Another well-known feature of metabolic syndrome is increase of lipid accumulation in the trunk region, which causes excessive visceral fat deposition [19]. Therefore, we dissected and measured the size of the epididimal adipose tissue (EAT) of mice after 10 weeks of diet. The mass of the EAT in the HFD group was increased to 2.05 ± 0.26 g and significantly greater than the ND (0.36 ± 0.08 g), HFD-1% PLT (0.86 ± 0.58 g) and HFD-3%PLT (0.55 ± 0.12 g) groups (Fig. 2a). In addition, we fixed the EAT in paraffin and stained the tissue with H&E. Tissue specimens were observed under a light microscope and the diameters of the adipose cells were measured. Compared with the adipocyte diameter from the ND group (46.93 ± 2.45 μm), the adipocyte diameter of HFD group was increased to 88.47 ± 5.62 μm, while that of HFD-1% PLT and HFD-3%PLT groups were significantly decreased to 50.17 ± 2.56 μm and 49.35 ± 2.09 μm (Fig. 2b).
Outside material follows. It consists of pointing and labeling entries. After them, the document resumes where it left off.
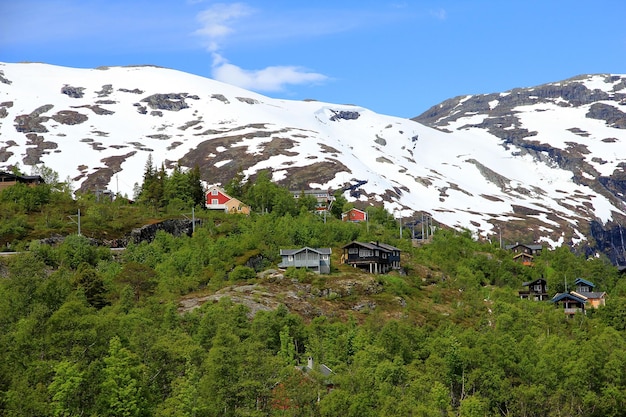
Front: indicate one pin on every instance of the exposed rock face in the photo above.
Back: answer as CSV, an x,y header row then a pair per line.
x,y
74,92
170,102
176,227
610,240
499,114
33,122
4,80
69,117
344,115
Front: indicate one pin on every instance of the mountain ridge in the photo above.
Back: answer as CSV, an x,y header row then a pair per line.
x,y
543,164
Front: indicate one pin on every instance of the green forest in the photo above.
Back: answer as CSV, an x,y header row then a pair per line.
x,y
88,332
PLT-fed group had lower cell diameters and smaller cell size (Fig. 2c). This suggests that PLT may affect fat mass in mice.

Fig. 2
figure2

The effect of PLT on fat deposition in C57BL/6 J mice fed an HFD. a The weight of Epididymis adipose tissue (EAT). b The adipocyte diameters were measured. c hematoxylin-eosin staining showed adipocytes in the EAT of mice (original magnification × 200). Data are shown as means ± SEM. * p < 0.05; ** p < 0.01; *** p < 0.001 vs. HFD

PLT administration decreased high fat-induced intracellular lipid accumulation in the livers of the mice

One of the conditions in metabolic syndrome is non-alcoholic fatty liver disease, which is characterized by triglyceride accumulation in the hepatocytes [20, 21]. First, we weighed the livers and measured the hepatic triglyceride (TG) and hepatic cholesterol levels of the mice to monitor the degrees of lipid deposition in liver. We found that the liver weight of the HFD group (1.23 ± 0.09 g) was significantly higher than the ND (0.94 ± 0.06 g), HFD-1% PLT (1.10 ± 0.07 g) and HFD-3%PLT (0.94 ± 0.15 g) groups (Fig. 3a). The hepatic TG was significantly lower in the HFD-3% PLT group than the HFD group (Fig. 3b). In addition, the hepatic cholesterol levels of the HFD group were higher than the ND and HFD-PLT groups (Fig. 3c). Next, we hypothesized that the increased weight of the livers may be attributable to lipid accumulation. Liver tissue sections of the HFD mice showed accumulation of lipid droplets that displaced the nucleus (macrovesicular steatosis) (Fig. 3d). Lipid accumulation was much lower in the hepatocytes of the PLT-treated groups than the HFD group. The findings implied that the high-fat diet increased lipid levels in the mice and caused lipid accumulation in the livers, and PLT protected the HFD mice from lipid accumulation in the liver.

Fig. 3
figure3

The effect of PLT on lipid accumulation in the livers of C57BL/6 J mice fed an HFD. a Liver weight, b hepatic TG level, c hepatic cholesterol. Data are shown as means ± SEM. * p < 0.05; ** p < 0.01; *** p < 0.001 vs HFD. d Hematoxylin and eosin staining of hepatocytes (original magnification × 200)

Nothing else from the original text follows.